Your answer specifically lies in the following paragraph:
This equation has the limitation that the torque equation describes
the instantaneous axis of rotation or center of mass for any type of
motion – whether pure translation, pure rotation, or mixed motion. $I$
= Moment of inertia about the point which the torque is written (either instantaneous axis of rotation or center of mass only). If
body is in translatory equilibrium then the torque equation is the
same about all points in the plane of motion.
Few points I would like to emphasise on:
- In general, in the formula, $\mathbf{L} = I\boldsymbol{\omega}$, $I$ is the moment of inertia tensor and depending on the axis of rotation and our assumption of co-ordinate axes, it becomes a scalar or a vector and so on.

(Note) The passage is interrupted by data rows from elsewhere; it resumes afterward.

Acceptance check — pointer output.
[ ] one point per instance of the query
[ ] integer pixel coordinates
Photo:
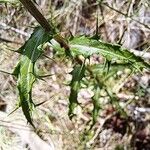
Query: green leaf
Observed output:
(9, 1)
(25, 69)
(77, 75)
(115, 53)
(96, 104)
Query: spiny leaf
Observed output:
(86, 46)
(25, 69)
(96, 104)
(9, 1)
(77, 75)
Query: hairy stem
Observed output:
(29, 5)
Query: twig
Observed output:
(29, 5)
(126, 15)
(6, 27)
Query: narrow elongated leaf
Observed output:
(96, 104)
(86, 46)
(77, 75)
(25, 69)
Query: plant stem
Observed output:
(29, 5)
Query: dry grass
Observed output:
(79, 17)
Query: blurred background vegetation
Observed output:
(125, 22)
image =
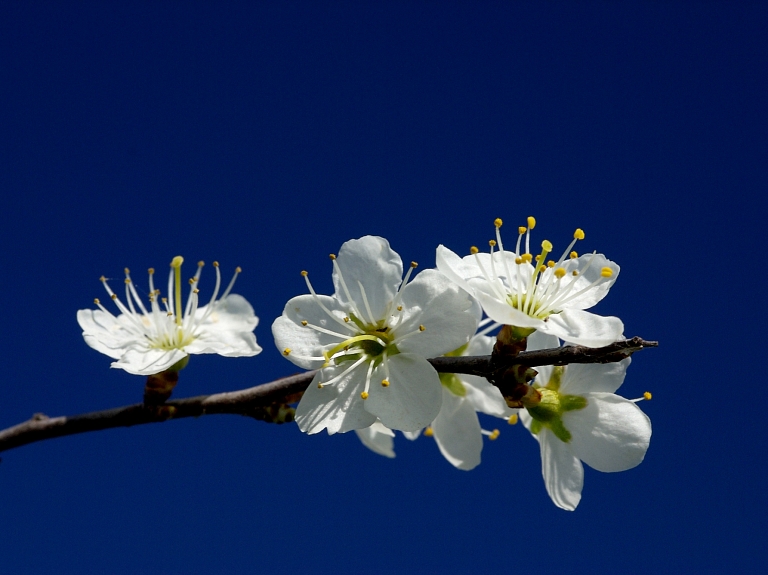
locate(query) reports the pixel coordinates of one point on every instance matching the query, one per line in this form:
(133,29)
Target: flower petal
(579,379)
(447,312)
(457,432)
(586,276)
(232,313)
(148,361)
(610,434)
(563,473)
(337,407)
(413,397)
(378,439)
(584,328)
(371,262)
(104,333)
(303,340)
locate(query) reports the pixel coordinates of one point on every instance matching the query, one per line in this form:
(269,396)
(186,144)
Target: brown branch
(267,401)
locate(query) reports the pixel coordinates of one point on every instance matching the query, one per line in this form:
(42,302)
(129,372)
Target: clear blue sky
(265,135)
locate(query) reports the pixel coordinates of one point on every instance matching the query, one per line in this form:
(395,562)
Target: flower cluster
(372,342)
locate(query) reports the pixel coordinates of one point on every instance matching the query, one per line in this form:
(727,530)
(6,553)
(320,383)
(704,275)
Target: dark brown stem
(263,401)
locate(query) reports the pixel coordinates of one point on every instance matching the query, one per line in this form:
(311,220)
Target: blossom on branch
(579,418)
(146,340)
(456,429)
(371,339)
(549,296)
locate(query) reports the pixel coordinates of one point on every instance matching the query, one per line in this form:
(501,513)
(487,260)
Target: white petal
(378,439)
(563,473)
(457,432)
(584,328)
(585,278)
(579,379)
(499,310)
(337,407)
(447,312)
(148,361)
(226,343)
(303,340)
(412,399)
(371,262)
(233,313)
(610,434)
(456,268)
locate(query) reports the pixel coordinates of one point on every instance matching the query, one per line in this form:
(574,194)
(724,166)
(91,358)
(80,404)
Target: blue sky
(265,135)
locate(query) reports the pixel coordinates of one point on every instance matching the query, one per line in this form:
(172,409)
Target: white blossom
(456,429)
(149,339)
(370,340)
(581,419)
(550,296)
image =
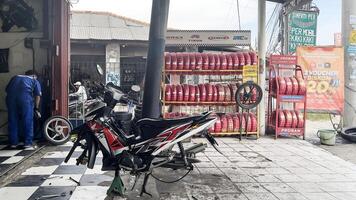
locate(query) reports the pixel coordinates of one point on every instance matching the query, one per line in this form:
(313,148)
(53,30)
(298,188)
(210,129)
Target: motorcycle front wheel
(57,130)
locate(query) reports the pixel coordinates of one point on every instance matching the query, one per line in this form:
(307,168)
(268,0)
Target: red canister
(198,61)
(209,92)
(179,93)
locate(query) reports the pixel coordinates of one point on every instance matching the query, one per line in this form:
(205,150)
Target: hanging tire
(57,130)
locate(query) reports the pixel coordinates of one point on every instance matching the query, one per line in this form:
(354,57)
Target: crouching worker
(22,101)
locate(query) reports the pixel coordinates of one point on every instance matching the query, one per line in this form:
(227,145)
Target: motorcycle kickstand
(143,189)
(117,186)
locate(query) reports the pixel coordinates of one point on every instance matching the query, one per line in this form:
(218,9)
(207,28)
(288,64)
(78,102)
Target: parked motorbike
(146,144)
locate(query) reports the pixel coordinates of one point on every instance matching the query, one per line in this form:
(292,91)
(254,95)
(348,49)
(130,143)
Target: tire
(57,135)
(349,134)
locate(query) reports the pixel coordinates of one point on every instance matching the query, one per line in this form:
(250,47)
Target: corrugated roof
(85,25)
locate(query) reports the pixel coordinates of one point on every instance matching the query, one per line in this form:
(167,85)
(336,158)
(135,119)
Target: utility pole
(262,60)
(349,24)
(155,59)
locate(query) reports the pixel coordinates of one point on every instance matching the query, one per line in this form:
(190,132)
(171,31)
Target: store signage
(283,60)
(208,38)
(301,29)
(323,69)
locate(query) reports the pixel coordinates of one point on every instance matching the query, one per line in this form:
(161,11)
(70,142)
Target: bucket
(327,137)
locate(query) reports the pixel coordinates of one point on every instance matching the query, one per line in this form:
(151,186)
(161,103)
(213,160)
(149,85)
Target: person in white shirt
(81,92)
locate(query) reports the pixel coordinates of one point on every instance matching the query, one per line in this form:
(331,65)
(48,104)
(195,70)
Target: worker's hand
(37,114)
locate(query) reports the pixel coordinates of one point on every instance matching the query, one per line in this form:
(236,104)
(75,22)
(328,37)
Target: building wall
(20,58)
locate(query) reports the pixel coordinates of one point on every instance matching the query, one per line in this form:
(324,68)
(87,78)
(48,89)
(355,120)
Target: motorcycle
(146,145)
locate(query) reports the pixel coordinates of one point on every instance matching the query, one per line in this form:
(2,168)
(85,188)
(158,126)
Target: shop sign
(301,29)
(208,38)
(283,60)
(323,69)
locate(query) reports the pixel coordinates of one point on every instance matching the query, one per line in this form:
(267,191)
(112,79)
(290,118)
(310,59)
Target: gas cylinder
(215,93)
(217,62)
(198,61)
(173,61)
(235,61)
(186,92)
(167,93)
(174,93)
(223,120)
(282,85)
(289,86)
(300,117)
(253,57)
(202,92)
(223,62)
(301,86)
(209,92)
(211,58)
(197,94)
(179,93)
(186,61)
(192,61)
(281,119)
(294,119)
(289,118)
(167,61)
(230,123)
(295,86)
(241,60)
(205,60)
(236,121)
(230,64)
(227,93)
(191,93)
(180,62)
(247,58)
(217,126)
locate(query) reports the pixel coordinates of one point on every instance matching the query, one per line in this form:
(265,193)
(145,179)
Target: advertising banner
(301,29)
(208,38)
(323,69)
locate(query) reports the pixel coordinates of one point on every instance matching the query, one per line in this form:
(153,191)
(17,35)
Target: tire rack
(276,100)
(165,76)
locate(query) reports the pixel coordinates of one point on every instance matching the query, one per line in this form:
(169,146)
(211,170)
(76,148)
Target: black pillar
(155,59)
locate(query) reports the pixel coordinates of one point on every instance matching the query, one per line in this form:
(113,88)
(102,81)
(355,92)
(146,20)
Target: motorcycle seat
(152,127)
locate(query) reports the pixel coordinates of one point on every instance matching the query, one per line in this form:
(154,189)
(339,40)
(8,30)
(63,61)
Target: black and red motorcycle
(137,145)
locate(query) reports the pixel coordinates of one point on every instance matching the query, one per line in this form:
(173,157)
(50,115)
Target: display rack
(286,101)
(225,74)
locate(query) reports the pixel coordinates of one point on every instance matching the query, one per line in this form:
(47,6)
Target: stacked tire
(200,93)
(288,85)
(230,123)
(209,61)
(288,119)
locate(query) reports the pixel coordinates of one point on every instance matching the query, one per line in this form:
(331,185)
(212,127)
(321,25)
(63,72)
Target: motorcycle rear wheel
(57,130)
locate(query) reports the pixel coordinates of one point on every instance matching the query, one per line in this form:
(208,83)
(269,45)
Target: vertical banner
(301,29)
(323,69)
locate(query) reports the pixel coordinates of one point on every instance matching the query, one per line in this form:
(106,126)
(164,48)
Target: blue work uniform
(21,91)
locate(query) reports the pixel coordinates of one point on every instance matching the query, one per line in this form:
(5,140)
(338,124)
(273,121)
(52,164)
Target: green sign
(301,29)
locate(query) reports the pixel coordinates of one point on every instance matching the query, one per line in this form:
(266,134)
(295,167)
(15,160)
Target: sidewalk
(253,169)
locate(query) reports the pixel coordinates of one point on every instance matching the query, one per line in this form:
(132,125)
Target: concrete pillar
(262,60)
(349,24)
(112,71)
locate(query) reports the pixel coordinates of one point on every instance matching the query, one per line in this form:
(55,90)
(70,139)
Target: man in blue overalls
(23,95)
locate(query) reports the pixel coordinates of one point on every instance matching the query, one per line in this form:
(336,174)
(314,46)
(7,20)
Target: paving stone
(290,196)
(278,187)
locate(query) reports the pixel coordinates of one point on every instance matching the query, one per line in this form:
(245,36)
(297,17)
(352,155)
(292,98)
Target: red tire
(167,60)
(289,86)
(173,61)
(167,93)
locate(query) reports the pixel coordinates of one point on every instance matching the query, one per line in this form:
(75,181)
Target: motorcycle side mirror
(135,88)
(99,70)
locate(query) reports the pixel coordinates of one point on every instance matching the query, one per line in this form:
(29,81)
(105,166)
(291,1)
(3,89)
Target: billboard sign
(323,69)
(301,29)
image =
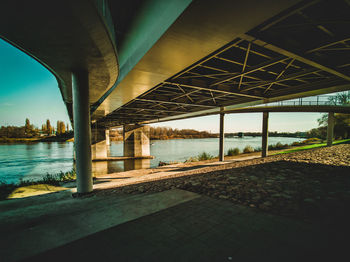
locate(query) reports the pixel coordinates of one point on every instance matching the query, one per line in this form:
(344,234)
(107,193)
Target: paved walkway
(205,229)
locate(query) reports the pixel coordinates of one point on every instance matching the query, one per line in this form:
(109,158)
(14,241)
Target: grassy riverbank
(344,141)
(49,181)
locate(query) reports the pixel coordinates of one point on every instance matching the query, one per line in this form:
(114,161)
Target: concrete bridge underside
(138,62)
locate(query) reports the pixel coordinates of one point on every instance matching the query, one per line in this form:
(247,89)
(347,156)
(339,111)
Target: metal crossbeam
(217,90)
(251,70)
(289,77)
(295,56)
(171,102)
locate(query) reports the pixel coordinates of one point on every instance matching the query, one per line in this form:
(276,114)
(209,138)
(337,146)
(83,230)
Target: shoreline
(305,184)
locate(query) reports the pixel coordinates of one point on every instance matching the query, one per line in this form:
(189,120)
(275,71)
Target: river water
(34,160)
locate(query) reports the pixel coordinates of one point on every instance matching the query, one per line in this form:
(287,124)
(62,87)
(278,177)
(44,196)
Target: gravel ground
(310,184)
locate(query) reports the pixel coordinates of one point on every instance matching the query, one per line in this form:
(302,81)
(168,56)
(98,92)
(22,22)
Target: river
(34,160)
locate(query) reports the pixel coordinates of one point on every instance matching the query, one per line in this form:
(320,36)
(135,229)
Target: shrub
(191,159)
(204,156)
(233,151)
(248,149)
(313,140)
(257,149)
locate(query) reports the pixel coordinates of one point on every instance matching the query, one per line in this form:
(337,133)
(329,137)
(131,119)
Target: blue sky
(28,90)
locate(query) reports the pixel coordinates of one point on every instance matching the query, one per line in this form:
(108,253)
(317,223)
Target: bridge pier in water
(330,128)
(99,142)
(136,140)
(265,134)
(221,138)
(82,130)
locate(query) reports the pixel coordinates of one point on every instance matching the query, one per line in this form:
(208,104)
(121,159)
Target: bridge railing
(308,101)
(103,8)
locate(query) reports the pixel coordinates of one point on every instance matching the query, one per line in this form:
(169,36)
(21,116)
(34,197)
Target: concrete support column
(330,128)
(82,130)
(136,140)
(221,138)
(99,142)
(265,134)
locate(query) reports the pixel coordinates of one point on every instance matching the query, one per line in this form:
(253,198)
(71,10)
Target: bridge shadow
(293,189)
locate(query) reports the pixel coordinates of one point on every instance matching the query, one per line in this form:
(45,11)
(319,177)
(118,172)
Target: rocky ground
(310,184)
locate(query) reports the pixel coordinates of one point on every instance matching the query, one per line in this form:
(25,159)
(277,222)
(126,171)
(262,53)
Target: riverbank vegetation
(293,147)
(30,133)
(49,179)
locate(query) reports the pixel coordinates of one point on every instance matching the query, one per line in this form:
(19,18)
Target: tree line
(30,131)
(164,133)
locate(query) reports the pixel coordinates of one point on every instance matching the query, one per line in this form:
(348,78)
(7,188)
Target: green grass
(312,146)
(233,151)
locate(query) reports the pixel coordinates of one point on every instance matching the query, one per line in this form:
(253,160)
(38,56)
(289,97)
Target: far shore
(9,140)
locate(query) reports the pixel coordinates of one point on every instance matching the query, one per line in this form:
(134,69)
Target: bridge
(130,63)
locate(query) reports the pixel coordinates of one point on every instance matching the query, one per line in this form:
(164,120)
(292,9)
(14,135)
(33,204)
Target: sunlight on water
(32,161)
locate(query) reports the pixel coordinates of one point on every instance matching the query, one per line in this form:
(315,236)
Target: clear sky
(28,90)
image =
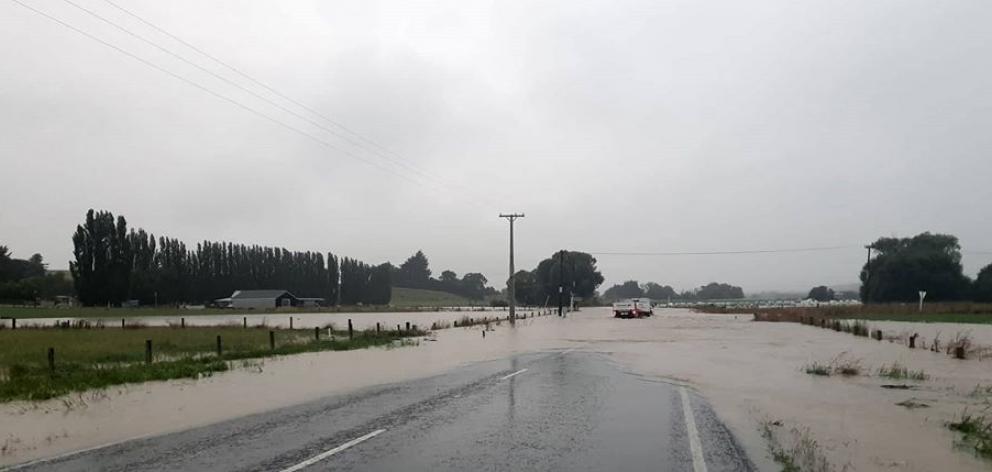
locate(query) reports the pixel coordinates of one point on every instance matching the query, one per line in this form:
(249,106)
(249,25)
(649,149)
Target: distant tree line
(574,271)
(415,272)
(27,280)
(114,264)
(901,267)
(655,291)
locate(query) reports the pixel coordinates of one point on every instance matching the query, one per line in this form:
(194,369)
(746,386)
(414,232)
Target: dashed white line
(515,373)
(319,457)
(698,462)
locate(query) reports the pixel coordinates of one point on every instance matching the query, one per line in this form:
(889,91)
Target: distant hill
(421,297)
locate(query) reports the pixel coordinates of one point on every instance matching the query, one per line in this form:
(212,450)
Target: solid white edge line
(515,373)
(698,462)
(324,455)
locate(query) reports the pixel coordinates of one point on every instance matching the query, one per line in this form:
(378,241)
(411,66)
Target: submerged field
(87,357)
(964,312)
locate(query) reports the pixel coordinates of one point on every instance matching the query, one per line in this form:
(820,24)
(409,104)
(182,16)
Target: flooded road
(564,410)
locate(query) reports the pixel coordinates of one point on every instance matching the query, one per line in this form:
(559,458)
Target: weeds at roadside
(976,431)
(839,365)
(912,404)
(899,372)
(803,455)
(860,328)
(816,368)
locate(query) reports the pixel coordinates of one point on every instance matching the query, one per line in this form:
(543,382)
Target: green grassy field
(403,299)
(87,358)
(413,297)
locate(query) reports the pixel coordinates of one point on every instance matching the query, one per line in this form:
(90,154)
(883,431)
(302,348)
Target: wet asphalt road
(547,411)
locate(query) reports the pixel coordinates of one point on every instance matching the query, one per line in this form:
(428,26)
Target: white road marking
(319,457)
(515,373)
(698,462)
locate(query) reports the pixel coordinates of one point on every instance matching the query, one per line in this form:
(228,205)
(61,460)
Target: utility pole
(511,284)
(868,274)
(561,282)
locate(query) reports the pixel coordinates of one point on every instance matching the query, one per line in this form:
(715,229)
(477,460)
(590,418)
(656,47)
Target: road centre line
(698,462)
(324,455)
(515,373)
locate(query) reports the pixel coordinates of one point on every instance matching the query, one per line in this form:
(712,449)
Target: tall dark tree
(901,267)
(526,289)
(415,272)
(982,291)
(576,271)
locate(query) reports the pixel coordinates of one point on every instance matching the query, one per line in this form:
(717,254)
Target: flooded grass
(816,368)
(976,431)
(96,358)
(897,371)
(978,313)
(804,454)
(840,365)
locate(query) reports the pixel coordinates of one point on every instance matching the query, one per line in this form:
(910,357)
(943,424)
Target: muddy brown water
(751,372)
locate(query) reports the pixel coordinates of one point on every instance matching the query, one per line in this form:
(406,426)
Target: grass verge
(803,454)
(96,358)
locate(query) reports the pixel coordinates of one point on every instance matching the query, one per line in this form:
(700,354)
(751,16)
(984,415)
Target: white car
(633,308)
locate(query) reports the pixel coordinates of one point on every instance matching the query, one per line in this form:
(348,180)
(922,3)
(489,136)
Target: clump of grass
(912,404)
(848,368)
(840,365)
(817,368)
(976,431)
(898,371)
(803,455)
(860,328)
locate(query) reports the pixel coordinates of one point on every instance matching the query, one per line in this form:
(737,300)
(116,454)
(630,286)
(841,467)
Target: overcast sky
(616,126)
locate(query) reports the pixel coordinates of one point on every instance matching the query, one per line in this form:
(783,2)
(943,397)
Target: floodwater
(423,319)
(751,372)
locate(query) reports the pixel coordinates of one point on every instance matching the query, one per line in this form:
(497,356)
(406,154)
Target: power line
(232,83)
(212,92)
(378,150)
(717,253)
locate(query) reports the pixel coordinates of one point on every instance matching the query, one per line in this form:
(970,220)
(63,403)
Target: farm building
(266,299)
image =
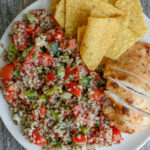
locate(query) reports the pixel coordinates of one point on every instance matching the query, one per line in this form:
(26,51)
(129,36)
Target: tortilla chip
(81,31)
(112,2)
(136,18)
(60,13)
(124,39)
(53,4)
(97,39)
(124,20)
(78,11)
(106,11)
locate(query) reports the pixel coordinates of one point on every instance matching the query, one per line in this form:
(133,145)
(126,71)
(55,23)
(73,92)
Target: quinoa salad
(50,91)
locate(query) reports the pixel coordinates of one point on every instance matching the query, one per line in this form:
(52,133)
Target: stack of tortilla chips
(105,28)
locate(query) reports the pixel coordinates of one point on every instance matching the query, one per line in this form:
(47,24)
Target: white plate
(130,142)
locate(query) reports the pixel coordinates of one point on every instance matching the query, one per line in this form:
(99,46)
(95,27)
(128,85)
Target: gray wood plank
(8,10)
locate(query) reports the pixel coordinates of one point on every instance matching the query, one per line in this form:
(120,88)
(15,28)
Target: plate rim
(9,129)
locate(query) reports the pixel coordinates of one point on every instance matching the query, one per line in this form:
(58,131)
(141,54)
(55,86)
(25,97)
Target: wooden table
(8,10)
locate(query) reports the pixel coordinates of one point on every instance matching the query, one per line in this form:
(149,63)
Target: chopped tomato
(10,89)
(92,142)
(102,143)
(22,38)
(41,113)
(6,73)
(80,72)
(97,94)
(37,31)
(39,139)
(23,102)
(49,37)
(74,89)
(80,140)
(97,75)
(101,126)
(16,63)
(69,71)
(29,30)
(77,110)
(45,59)
(71,44)
(51,77)
(51,99)
(29,60)
(58,36)
(116,137)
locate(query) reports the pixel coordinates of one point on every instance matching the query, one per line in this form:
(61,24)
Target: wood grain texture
(8,10)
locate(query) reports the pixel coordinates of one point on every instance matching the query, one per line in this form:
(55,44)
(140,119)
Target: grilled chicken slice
(129,81)
(135,61)
(123,116)
(131,97)
(117,121)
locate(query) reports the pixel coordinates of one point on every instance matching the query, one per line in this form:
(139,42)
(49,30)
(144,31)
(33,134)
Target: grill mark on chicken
(114,85)
(125,104)
(125,110)
(136,91)
(129,101)
(128,73)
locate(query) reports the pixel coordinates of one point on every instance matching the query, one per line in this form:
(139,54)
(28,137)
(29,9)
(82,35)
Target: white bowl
(130,142)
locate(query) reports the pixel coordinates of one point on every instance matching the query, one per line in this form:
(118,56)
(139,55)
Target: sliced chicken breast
(128,112)
(130,97)
(117,121)
(129,81)
(134,62)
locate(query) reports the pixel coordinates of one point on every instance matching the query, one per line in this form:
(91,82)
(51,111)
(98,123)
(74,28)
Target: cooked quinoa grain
(51,93)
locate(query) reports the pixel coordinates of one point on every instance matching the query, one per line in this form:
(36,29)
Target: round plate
(130,142)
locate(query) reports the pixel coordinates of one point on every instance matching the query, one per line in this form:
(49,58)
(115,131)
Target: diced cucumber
(30,18)
(54,47)
(26,52)
(101,83)
(66,95)
(61,71)
(16,73)
(52,113)
(42,97)
(34,56)
(31,93)
(13,49)
(65,58)
(84,130)
(41,67)
(97,125)
(58,146)
(54,90)
(84,81)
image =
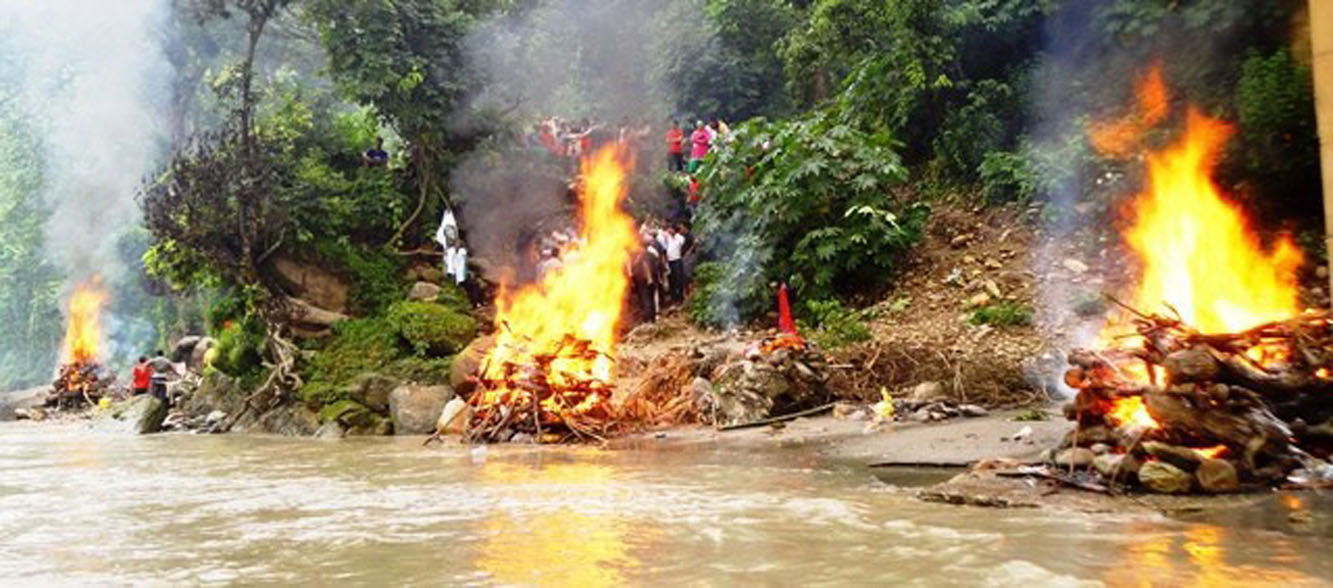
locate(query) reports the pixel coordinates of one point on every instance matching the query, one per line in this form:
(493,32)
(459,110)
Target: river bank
(253,508)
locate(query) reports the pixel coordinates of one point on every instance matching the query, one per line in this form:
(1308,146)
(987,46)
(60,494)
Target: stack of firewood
(79,383)
(537,400)
(1187,411)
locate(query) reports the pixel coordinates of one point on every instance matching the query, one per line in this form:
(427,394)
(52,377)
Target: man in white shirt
(675,246)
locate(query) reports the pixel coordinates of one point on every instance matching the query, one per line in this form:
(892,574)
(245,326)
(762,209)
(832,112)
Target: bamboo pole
(1321,64)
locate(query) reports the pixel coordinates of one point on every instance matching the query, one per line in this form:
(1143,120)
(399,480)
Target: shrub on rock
(431,328)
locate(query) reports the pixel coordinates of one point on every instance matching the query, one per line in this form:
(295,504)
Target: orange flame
(1131,412)
(1199,254)
(583,298)
(83,327)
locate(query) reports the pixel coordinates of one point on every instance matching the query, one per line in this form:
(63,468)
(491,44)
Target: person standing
(675,148)
(675,246)
(700,142)
(141,376)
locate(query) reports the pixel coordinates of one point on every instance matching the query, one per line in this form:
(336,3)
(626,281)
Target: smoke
(571,59)
(92,75)
(91,78)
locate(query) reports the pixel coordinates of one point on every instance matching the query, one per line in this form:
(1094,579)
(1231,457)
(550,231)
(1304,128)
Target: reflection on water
(563,546)
(77,508)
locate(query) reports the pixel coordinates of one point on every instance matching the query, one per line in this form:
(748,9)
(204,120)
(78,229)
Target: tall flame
(583,298)
(1199,254)
(83,327)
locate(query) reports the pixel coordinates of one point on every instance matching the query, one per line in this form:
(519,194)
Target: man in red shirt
(675,148)
(143,375)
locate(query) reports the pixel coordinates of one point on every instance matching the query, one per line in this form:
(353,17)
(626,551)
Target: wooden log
(1256,431)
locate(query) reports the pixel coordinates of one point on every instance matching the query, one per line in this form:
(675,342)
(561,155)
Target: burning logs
(79,383)
(1204,411)
(547,398)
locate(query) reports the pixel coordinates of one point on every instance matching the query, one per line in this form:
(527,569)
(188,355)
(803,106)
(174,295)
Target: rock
(1075,266)
(1179,456)
(184,347)
(1075,456)
(455,418)
(372,390)
(1217,476)
(424,291)
(416,408)
(197,355)
(331,430)
(139,415)
(467,363)
(311,282)
(972,411)
(927,392)
(1163,478)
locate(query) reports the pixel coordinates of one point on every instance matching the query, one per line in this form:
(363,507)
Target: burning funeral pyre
(81,380)
(551,372)
(1213,379)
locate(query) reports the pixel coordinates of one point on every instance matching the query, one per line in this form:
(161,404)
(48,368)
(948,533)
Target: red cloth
(784,312)
(675,140)
(143,375)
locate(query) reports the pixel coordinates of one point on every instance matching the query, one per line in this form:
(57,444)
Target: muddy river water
(83,508)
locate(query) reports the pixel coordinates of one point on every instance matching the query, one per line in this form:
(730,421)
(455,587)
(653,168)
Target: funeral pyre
(1212,379)
(81,380)
(549,375)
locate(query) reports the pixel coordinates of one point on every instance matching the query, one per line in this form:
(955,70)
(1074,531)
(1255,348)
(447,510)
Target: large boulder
(139,415)
(467,363)
(415,408)
(372,390)
(21,400)
(1163,478)
(312,283)
(432,328)
(424,291)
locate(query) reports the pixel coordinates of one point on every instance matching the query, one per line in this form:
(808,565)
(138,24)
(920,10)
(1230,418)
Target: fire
(567,324)
(83,327)
(1199,254)
(1131,412)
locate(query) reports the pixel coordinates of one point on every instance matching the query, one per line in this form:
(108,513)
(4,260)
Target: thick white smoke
(93,72)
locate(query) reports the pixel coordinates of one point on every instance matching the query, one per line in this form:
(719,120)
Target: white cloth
(456,263)
(675,246)
(448,232)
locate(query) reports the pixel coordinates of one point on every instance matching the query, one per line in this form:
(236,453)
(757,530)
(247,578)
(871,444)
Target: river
(84,508)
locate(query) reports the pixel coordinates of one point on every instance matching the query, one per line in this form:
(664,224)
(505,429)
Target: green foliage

- In $\boldsymbol{\tau}_{\mathrm{net}} = \frac{\mathrm{d}\mathbf{L}}{\mathrm{d}t} = \frac{\mathrm{d}(I\boldsymbol{\omega})}{\mathrm{d}t} = I\frac{\mathrm{d}\boldsymbol{\omega}}{\mathrm{d}t} = I\boldsymbol{\alpha}$, $I$ is a constant, hence it is taken out of the term $\frac{\mathrm{d}(I\boldsymbol{\omega})}{\mathrm{d}t}$ to form the term $I\frac{\mathrm{d}\boldsymbol{\omega}}{\mathrm{d}t}$.But here $I$ is not constant. So you cannot use that formula.
Best Answer
The asymmetric problem gets into more complicated aspects of the kinematics of rotating bodies than are usually the point when presenting this example.
In the initial, arms out symmetric configuration, the skater's center of mass is directly over the pivot point. If she brings one arm in, and still has the axis of her body strictly vertical, then her center of mass is no longer over the pivot point, and, were she not spinning, she would fall. Now, because she is spinning, you are dealing with a problem similar to that of a gyroscope in a gravitational field whose axis of rotation is non-vertical: the gyroscope precesses.
More step wise
I believe that I can see these kinds of effects in some of the examples here. First thing to note is that the skate is always tracing a circle on the ice. The size of this circle is related to the degree of asymmetry in the skaters body position: more asymmetric - larger circle. This is consistent with the skater needing to manage the location of her center of mass by adjusting her body, in particular her legs, and/or needing to manange rotating about a non-vertical axis in such a way that her overall angular momentum is (very close to) exactly vertical.
This page has a nice summary of rigid body mechanics, which if worked through, could be applied to this situation.